Real-time inference scenarios

This topic describes real-time inference scenarios and how to use GPU-accelerated instances in idle mode to build cost-effective real-time inference services with low latency.

Scenarios

Characteristics of real-time inference workloads

Real-time inference workloads often have one or more of the following characteristics:

Low latency
Real-time inference workloads have high requirements on the response time of each request. The long-tail latency must be within hundreds of milliseconds for 90% of requests.
Core links
In most cases, real-time inference workloads are generated in core business links, so they require a high success rate and cannot afford to have extended retries. The following items serve as examples:
- Promotional content on launch pages and homepages: Product advertisements and recommendations that match the individual preferences of users need to be promptly and prominently displayed on the users' launch pages and homepages.
- Real-time streaming services: In scenarios such as co-streaming, live streaming, and ultra-low latency playback, audio and video streams must be transmitted at extremely low end-to-end latency. The performance of real-time AI-based video super resolution and video recognition must also be guaranteed.
Fluctuating traffic
Business traffic fluctuates with user habits, experiencing peak and off-peak hours.
Low resource utilization
In most cases, GPU resources are planned based on traffic peaks, which leads to a significant amount of resources sitting dormant during off-peak hours. The resource utilization rate is generally lower than 30%.

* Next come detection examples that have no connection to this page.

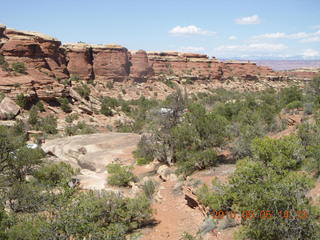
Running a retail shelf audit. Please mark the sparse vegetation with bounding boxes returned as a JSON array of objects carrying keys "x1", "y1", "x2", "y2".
[
  {"x1": 11, "y1": 62, "x2": 27, "y2": 74},
  {"x1": 65, "y1": 113, "x2": 79, "y2": 123},
  {"x1": 58, "y1": 98, "x2": 72, "y2": 113},
  {"x1": 75, "y1": 83, "x2": 91, "y2": 100},
  {"x1": 106, "y1": 81, "x2": 113, "y2": 89},
  {"x1": 0, "y1": 126, "x2": 152, "y2": 240},
  {"x1": 16, "y1": 93, "x2": 29, "y2": 109}
]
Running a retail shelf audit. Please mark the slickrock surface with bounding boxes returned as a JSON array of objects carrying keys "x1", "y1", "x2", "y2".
[{"x1": 42, "y1": 132, "x2": 140, "y2": 189}]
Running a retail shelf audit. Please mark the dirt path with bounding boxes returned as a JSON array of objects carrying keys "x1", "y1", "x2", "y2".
[{"x1": 141, "y1": 181, "x2": 203, "y2": 240}]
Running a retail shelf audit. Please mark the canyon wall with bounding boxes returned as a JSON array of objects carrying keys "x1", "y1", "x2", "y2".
[{"x1": 0, "y1": 25, "x2": 298, "y2": 98}]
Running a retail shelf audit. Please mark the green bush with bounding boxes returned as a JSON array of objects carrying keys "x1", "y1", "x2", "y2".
[
  {"x1": 16, "y1": 93, "x2": 29, "y2": 109},
  {"x1": 100, "y1": 97, "x2": 119, "y2": 116},
  {"x1": 107, "y1": 163, "x2": 135, "y2": 187},
  {"x1": 133, "y1": 136, "x2": 155, "y2": 165},
  {"x1": 69, "y1": 75, "x2": 80, "y2": 82},
  {"x1": 0, "y1": 92, "x2": 6, "y2": 102},
  {"x1": 38, "y1": 114, "x2": 58, "y2": 134},
  {"x1": 36, "y1": 100, "x2": 45, "y2": 112},
  {"x1": 75, "y1": 83, "x2": 91, "y2": 100},
  {"x1": 163, "y1": 79, "x2": 175, "y2": 88},
  {"x1": 286, "y1": 101, "x2": 302, "y2": 110},
  {"x1": 28, "y1": 105, "x2": 39, "y2": 126},
  {"x1": 65, "y1": 113, "x2": 79, "y2": 123},
  {"x1": 11, "y1": 62, "x2": 26, "y2": 74},
  {"x1": 0, "y1": 54, "x2": 6, "y2": 65},
  {"x1": 58, "y1": 98, "x2": 72, "y2": 113},
  {"x1": 142, "y1": 180, "x2": 156, "y2": 199},
  {"x1": 106, "y1": 81, "x2": 113, "y2": 89},
  {"x1": 197, "y1": 137, "x2": 319, "y2": 240}
]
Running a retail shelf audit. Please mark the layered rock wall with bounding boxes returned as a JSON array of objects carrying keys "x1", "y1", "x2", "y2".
[{"x1": 0, "y1": 25, "x2": 290, "y2": 101}]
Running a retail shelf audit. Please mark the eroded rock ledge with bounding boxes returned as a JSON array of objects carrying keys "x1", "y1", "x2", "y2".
[{"x1": 0, "y1": 25, "x2": 316, "y2": 99}]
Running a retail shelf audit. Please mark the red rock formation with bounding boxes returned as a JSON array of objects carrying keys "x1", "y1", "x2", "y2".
[
  {"x1": 129, "y1": 50, "x2": 153, "y2": 82},
  {"x1": 148, "y1": 52, "x2": 230, "y2": 80},
  {"x1": 0, "y1": 26, "x2": 68, "y2": 99},
  {"x1": 63, "y1": 43, "x2": 94, "y2": 79},
  {"x1": 0, "y1": 25, "x2": 298, "y2": 102},
  {"x1": 1, "y1": 28, "x2": 68, "y2": 78},
  {"x1": 92, "y1": 45, "x2": 130, "y2": 81}
]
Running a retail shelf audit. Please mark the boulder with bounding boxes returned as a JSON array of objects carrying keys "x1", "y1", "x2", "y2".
[{"x1": 0, "y1": 97, "x2": 20, "y2": 120}]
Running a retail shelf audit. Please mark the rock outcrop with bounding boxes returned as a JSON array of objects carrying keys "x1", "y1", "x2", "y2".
[
  {"x1": 0, "y1": 27, "x2": 69, "y2": 99},
  {"x1": 92, "y1": 45, "x2": 130, "y2": 81},
  {"x1": 0, "y1": 25, "x2": 311, "y2": 102},
  {"x1": 129, "y1": 50, "x2": 153, "y2": 82},
  {"x1": 63, "y1": 43, "x2": 94, "y2": 79},
  {"x1": 0, "y1": 97, "x2": 20, "y2": 120}
]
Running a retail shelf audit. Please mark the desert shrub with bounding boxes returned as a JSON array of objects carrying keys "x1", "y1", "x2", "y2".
[
  {"x1": 106, "y1": 81, "x2": 113, "y2": 89},
  {"x1": 120, "y1": 101, "x2": 131, "y2": 114},
  {"x1": 69, "y1": 75, "x2": 80, "y2": 82},
  {"x1": 0, "y1": 54, "x2": 6, "y2": 65},
  {"x1": 58, "y1": 98, "x2": 72, "y2": 113},
  {"x1": 36, "y1": 100, "x2": 45, "y2": 112},
  {"x1": 52, "y1": 191, "x2": 152, "y2": 240},
  {"x1": 7, "y1": 191, "x2": 152, "y2": 240},
  {"x1": 75, "y1": 83, "x2": 91, "y2": 100},
  {"x1": 38, "y1": 114, "x2": 58, "y2": 134},
  {"x1": 7, "y1": 183, "x2": 50, "y2": 213},
  {"x1": 28, "y1": 105, "x2": 39, "y2": 126},
  {"x1": 11, "y1": 62, "x2": 26, "y2": 74},
  {"x1": 163, "y1": 79, "x2": 174, "y2": 88},
  {"x1": 198, "y1": 137, "x2": 319, "y2": 240},
  {"x1": 107, "y1": 163, "x2": 135, "y2": 187},
  {"x1": 0, "y1": 92, "x2": 6, "y2": 102},
  {"x1": 286, "y1": 100, "x2": 302, "y2": 110},
  {"x1": 16, "y1": 93, "x2": 29, "y2": 109},
  {"x1": 279, "y1": 86, "x2": 303, "y2": 106},
  {"x1": 34, "y1": 162, "x2": 75, "y2": 187},
  {"x1": 100, "y1": 97, "x2": 119, "y2": 116},
  {"x1": 133, "y1": 136, "x2": 155, "y2": 165},
  {"x1": 65, "y1": 113, "x2": 79, "y2": 123},
  {"x1": 142, "y1": 180, "x2": 157, "y2": 199}
]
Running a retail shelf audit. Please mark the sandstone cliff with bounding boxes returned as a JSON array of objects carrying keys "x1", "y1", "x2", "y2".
[{"x1": 0, "y1": 25, "x2": 308, "y2": 99}]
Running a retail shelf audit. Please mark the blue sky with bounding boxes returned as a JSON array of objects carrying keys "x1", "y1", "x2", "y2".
[{"x1": 0, "y1": 0, "x2": 320, "y2": 59}]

Benefits of using Function Compute in real-time inference scenarios

GPU-accelerated instances in idle mode
Function Compute offers an idle mode feature for provisioned GPU-accelerated instances. If you want to mitigate cold starts and meet the low latency requirements of real-time inference workloads, you can configure provisioned GPU-accelerated instances with idle mode enabled. For more information, see Instance types and usage modes. This idle mode feature for GPU-accelerated instances delivers the following benefits:
- Quick instance wake-up: Function Compute freezes GPU-accelerated instances based on your real-time workloads, and automatically unfreezes them when there are incoming requests. Note that the unfreezing process takes two to three seconds.
- Cost-effective services: Measurement of the execution duration of instances in provisioned and on-demand modes varies. Provisioned instances in idle mode are billed at lower unit prices compared to active ones. For more information, see How am I charged for using a real-time inference service in Function Compute? While the overall cost of using provisioned GPU-accelerated instances in idle mode is higher compared to using on-demand instances, it is still over 50% lower than the cost of building GPU clusters in your on-premises environments.
Optimized request scheduling mechanism for inference scenarios
Function Compute provides a built-in intelligent scheduling mechanism to achieve load balancing between different GPU-accelerated instances within a function. This intelligent scheduling of Function Compute evenly distributes inference requests to backend GPU-accelerated instances, which improves the overall utilization of inference clusters.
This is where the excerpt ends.